The rule clarifies that the statutory notice from lenders or loan servicers to borrowers advising them of their responsibility to maintain flood insurance must be sent following the date on which the policy lapsed (see previous) or was determined to provide inadequate coverage.

Notice provided before the date the policy “lapses” does not constitute effective notice for force placing flood insurance but may be provided as a courtesy to the borrower.

Finally, it should be noted that although the lender or servicer are required to purchase flood insurance to satisfy the mandatory purchase requirement 45 days after the statutory notice, lenders are not prevented from force placing (or charging the borrower for) flood coverage as of the date on which the coverage “lapsed” or was determined to be insufficient.


The new rule clarifies that an insurance policy declarations page that includes the existing flood insurance policy number and the identity of and contact information for the insurance company or its agent is sufficient evidence of a borrower’s flood insurance coverage.

The agencies’ analysis accompanying the rule stresses that while insurers must accept a policy declarations page as proof of cover, lenders may at their discretion accept alternative evidence of cover in order to cancel force placed business.  Once confirmation of the borrower’s flood coverage has been received, lenders or their servicers have 30 days in which to:

  • make necessary inquiries into the sufficiency of the borrower’s flood coverage;
  • notify the lender’s or servicer’s insurance provider to terminate the forced place coverage; and
  • refund to the borrower all premiums and fees for any period in which the borrower’s and lender’s flood insurance coverage overlapped.

Detached Structure Exemption

Federal law requires the mandatory purchase of flood insurance for all properties with federally backed mortgages located in Special Flood Hazard Areas (SFHA).

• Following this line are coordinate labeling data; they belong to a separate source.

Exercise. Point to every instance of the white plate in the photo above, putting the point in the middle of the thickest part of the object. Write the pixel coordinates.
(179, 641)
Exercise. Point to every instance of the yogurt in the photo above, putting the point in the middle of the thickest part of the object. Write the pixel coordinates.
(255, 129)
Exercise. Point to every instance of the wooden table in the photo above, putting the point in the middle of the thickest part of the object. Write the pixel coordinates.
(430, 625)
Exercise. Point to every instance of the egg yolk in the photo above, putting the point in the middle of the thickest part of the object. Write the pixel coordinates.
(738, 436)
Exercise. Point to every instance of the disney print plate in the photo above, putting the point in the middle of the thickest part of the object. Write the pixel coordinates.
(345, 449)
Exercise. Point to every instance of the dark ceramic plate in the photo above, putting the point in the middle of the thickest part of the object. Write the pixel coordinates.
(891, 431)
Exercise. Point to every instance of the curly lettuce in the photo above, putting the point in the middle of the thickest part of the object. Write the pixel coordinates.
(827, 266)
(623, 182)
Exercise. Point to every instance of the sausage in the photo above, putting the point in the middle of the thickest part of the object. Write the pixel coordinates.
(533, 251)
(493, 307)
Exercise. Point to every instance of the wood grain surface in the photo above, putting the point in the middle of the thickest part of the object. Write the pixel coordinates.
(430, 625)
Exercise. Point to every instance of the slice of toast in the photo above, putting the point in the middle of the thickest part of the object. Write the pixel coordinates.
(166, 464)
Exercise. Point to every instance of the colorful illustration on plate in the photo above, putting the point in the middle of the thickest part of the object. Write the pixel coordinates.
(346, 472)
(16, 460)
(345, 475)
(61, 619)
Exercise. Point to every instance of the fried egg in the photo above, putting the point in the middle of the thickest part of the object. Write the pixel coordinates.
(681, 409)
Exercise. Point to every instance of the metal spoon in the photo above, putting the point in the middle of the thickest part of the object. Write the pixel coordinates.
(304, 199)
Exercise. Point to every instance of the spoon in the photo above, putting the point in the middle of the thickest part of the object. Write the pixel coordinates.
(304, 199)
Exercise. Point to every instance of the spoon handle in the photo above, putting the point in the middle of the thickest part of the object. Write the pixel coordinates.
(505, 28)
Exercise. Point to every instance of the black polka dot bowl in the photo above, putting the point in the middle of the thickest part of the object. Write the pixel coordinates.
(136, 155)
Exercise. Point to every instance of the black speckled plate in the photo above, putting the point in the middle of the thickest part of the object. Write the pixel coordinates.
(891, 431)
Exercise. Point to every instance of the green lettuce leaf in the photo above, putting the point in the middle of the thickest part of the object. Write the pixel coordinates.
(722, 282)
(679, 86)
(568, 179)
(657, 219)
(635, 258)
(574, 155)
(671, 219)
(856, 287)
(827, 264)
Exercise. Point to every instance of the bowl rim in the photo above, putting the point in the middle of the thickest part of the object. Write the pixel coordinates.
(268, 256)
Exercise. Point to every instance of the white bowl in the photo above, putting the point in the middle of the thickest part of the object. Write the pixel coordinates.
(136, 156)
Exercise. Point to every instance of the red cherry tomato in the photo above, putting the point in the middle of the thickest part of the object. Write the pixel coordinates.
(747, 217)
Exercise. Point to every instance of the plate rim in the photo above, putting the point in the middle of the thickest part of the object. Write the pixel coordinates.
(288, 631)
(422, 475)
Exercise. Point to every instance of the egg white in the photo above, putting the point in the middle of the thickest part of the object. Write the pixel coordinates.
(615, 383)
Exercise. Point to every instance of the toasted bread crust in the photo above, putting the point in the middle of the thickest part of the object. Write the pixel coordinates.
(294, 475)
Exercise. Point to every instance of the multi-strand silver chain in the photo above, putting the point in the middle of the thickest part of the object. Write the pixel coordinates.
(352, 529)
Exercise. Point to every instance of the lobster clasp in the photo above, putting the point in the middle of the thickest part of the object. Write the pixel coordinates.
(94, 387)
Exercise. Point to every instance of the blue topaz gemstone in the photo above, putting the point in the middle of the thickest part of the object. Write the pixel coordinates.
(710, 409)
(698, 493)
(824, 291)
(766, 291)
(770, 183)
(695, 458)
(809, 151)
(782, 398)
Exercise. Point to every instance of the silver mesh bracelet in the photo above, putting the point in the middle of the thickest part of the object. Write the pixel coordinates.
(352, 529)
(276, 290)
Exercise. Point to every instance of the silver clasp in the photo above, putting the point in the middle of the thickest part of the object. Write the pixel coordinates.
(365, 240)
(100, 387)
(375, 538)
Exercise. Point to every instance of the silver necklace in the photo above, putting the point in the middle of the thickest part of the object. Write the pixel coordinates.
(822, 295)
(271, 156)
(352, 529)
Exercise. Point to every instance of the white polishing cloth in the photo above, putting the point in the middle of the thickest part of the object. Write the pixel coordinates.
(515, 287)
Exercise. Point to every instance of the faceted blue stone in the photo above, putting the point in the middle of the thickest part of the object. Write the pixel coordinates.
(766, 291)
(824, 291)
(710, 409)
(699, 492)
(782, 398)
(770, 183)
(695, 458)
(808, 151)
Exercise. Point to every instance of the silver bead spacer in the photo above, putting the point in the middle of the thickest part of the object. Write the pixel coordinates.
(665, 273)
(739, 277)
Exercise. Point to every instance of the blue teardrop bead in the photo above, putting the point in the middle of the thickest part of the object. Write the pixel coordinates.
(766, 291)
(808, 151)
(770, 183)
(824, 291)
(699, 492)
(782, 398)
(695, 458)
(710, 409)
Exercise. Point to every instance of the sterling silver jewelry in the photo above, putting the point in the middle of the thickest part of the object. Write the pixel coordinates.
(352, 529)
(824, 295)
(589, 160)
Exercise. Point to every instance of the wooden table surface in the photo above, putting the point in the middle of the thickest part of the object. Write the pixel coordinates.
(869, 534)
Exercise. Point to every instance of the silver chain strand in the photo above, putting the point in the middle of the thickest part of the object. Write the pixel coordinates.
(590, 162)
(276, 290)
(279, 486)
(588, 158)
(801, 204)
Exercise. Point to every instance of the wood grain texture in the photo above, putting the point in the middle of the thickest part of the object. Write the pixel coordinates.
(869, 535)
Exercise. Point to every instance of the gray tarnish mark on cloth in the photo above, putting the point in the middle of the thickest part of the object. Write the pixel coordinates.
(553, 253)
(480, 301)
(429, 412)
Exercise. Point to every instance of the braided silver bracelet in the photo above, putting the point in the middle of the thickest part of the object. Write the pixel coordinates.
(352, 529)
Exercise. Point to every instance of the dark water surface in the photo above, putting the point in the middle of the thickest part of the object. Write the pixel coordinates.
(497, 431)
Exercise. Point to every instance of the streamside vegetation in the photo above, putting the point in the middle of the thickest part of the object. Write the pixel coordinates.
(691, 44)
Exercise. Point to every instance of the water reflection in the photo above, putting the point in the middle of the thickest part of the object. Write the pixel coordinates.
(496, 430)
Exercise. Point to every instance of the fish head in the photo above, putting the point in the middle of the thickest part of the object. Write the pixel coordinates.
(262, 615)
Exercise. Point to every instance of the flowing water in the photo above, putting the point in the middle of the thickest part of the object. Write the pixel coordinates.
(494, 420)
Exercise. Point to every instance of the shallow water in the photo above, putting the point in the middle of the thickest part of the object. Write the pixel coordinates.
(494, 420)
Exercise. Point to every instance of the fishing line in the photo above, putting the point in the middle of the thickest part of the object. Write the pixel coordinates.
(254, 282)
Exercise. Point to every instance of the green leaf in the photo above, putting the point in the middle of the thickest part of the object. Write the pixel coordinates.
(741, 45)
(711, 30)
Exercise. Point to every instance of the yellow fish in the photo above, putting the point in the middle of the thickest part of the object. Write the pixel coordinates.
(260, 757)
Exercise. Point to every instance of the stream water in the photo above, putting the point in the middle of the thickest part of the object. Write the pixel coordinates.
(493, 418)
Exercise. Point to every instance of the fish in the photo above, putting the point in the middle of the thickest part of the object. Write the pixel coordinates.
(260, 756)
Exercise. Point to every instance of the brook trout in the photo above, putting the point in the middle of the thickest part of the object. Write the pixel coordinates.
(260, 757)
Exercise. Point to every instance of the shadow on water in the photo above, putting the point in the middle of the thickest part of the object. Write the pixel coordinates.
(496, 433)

Upon a triggering event (i.e. making, increasing, renewing, or extending a loan), lenders are required to assess whether a property is located in a SFHA.

The new rule creates an exemption from the mandatory purchase requirement for structures that are detached from the primary residential structure and do not serve as a residence.

  • “detached” is defined as not joined by any structural connection (i.e. it is freestanding);
  • “residence” status may be determined by the lender, but consideration of the structure’s intended use and of the presence of sleeping, bathroom, or kitchen facilities is encouraged. 

Finally, the agencies have made clear that lenders may require flood insurance for detached structures, even where exempt from the mandatory purchase requirement, in order to protect the lender’s interest in the borrower’s collateral securing the loan.

*the Office of the Comptroller of the Currency (OCC), Board of Governors of the Federal Reserve System (Board), Federal Deposit Insurance Corporation (FDIC), the Farm Credit Administration (FCA) and the National Credit Union Administration (NCUA).